従来のポップスの体裁を纏いながらも、その破れ目から意外な展開が顔をのぞかせるような、ぐんにゃり系ひねりポップスだ。
Tell Her No
アージェント作の3枚目のシングル。全英42位、全米6位とこれも圧倒的にアメリカで支持された。これもまたすごく風変わりなポップスだけど、ちゃんとキャッチーだから凄い。
I Love You
ベーシストのクリス・ホワイト作。シングル「お好きな時に(Whenever You’re Ready)」のB面としてリリースされた。

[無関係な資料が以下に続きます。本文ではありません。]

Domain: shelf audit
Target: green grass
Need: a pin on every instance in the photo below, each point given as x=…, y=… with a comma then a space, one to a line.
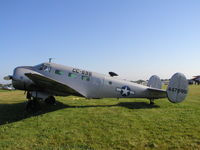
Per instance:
x=77, y=123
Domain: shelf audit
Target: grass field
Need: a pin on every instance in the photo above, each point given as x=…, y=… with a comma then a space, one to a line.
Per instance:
x=77, y=123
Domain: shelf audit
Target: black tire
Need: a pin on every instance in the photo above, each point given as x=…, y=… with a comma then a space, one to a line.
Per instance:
x=50, y=100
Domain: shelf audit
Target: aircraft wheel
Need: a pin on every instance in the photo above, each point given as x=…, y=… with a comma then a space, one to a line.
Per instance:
x=32, y=106
x=152, y=102
x=50, y=100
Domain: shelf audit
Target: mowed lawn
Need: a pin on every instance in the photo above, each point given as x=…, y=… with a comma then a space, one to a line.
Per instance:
x=78, y=123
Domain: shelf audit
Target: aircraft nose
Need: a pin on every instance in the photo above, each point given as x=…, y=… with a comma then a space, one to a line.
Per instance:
x=19, y=79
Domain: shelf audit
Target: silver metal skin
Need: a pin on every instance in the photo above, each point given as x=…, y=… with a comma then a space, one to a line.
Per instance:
x=58, y=80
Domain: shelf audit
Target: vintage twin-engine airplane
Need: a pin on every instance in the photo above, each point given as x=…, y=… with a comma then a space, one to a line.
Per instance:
x=47, y=80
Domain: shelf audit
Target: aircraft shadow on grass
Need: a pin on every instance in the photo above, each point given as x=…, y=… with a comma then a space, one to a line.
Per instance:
x=10, y=113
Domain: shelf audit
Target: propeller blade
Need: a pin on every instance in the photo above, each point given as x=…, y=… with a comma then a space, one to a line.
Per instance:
x=8, y=77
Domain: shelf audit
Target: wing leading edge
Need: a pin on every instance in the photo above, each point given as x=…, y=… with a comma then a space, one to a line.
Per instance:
x=47, y=84
x=157, y=93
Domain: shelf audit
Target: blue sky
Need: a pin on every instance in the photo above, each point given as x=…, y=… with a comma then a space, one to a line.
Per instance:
x=135, y=38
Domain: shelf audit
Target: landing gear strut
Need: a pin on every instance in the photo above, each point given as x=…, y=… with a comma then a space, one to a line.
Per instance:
x=32, y=105
x=50, y=100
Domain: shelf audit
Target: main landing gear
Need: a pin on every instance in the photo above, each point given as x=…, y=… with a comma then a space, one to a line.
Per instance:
x=33, y=104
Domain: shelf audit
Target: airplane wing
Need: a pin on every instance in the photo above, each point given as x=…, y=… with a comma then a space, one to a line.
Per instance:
x=156, y=93
x=51, y=85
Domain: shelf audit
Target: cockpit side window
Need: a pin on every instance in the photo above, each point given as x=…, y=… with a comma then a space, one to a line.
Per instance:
x=44, y=67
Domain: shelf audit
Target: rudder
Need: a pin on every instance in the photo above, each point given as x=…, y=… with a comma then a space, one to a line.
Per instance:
x=178, y=88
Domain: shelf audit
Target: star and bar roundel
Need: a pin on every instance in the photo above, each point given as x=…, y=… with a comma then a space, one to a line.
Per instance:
x=125, y=91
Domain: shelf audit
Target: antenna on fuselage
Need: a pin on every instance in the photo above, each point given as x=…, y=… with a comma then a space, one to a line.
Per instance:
x=50, y=60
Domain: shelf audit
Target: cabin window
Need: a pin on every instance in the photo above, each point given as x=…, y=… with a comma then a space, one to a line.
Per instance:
x=85, y=78
x=44, y=68
x=72, y=75
x=59, y=72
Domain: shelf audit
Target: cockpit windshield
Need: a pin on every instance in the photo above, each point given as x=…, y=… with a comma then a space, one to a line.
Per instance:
x=44, y=67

イギリスではヒットしなかったが、日本ではグループサウンズのザ・カーナビーツが1967年に「好きさ 好きさ 好きさ」という邦題で日本語カバーをリリースし、大ヒットした。
Care of Cell 44
当時大流行したコンセプト・アルバムの中でも特に素晴らしい完成度と美しさを誇る名盤2nd『オデッセイ・アンド・オラクル(Odessey and Oracle)』のオープニング・トラック。
刑務所に入っているらしい恋人の女性に宛てた手紙という体裁で「もうすぐ君が帰ってくるからすごくワクワクしてるんだ」と歌う、これまた風変わりな設定の歌詞だ。休日の朝に聴くのにぴったりな、爽やかな楽曲。
Time of the Season
『オデッセイ・アンド・オラクル』からのシングルで、全米3位の大ヒットとなった代表曲。間違いなくこの曲がゾンビーズの最高傑作だ。

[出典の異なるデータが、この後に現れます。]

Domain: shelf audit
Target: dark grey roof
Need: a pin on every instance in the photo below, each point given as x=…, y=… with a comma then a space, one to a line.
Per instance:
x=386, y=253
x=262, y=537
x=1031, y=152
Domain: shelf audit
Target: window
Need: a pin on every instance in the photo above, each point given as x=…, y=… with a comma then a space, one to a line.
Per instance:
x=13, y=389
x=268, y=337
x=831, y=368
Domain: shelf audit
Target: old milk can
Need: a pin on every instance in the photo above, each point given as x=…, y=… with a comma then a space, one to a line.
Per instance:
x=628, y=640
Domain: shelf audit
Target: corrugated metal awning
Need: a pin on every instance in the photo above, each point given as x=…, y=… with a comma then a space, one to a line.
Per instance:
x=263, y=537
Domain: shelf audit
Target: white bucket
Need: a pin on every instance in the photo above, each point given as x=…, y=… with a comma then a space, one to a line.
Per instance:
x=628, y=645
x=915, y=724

カナダでも1位になったが、なのになぜかイギリスでは当時まったくチャート入りしなかったのが逆に驚きだ。
日本でもCMに使われるなど人気の高い曲だ。なにか20年ぐらい前の邦画のエンディング曲にも使われていた記憶があるけれども、あれはなんの映画だっけな。うーん、思い出せない。。
入門用にゾンビーズのアルバムを最初に聴くなら、ベスト盤もいいけれども、コンセプト・アルバムの名盤『オデッセイ・アンド・オラクル』の方をお薦めしたい。これが気に入らなければ、もうそれ以上ゾンビーズを聴いてみても仕方がないように思う。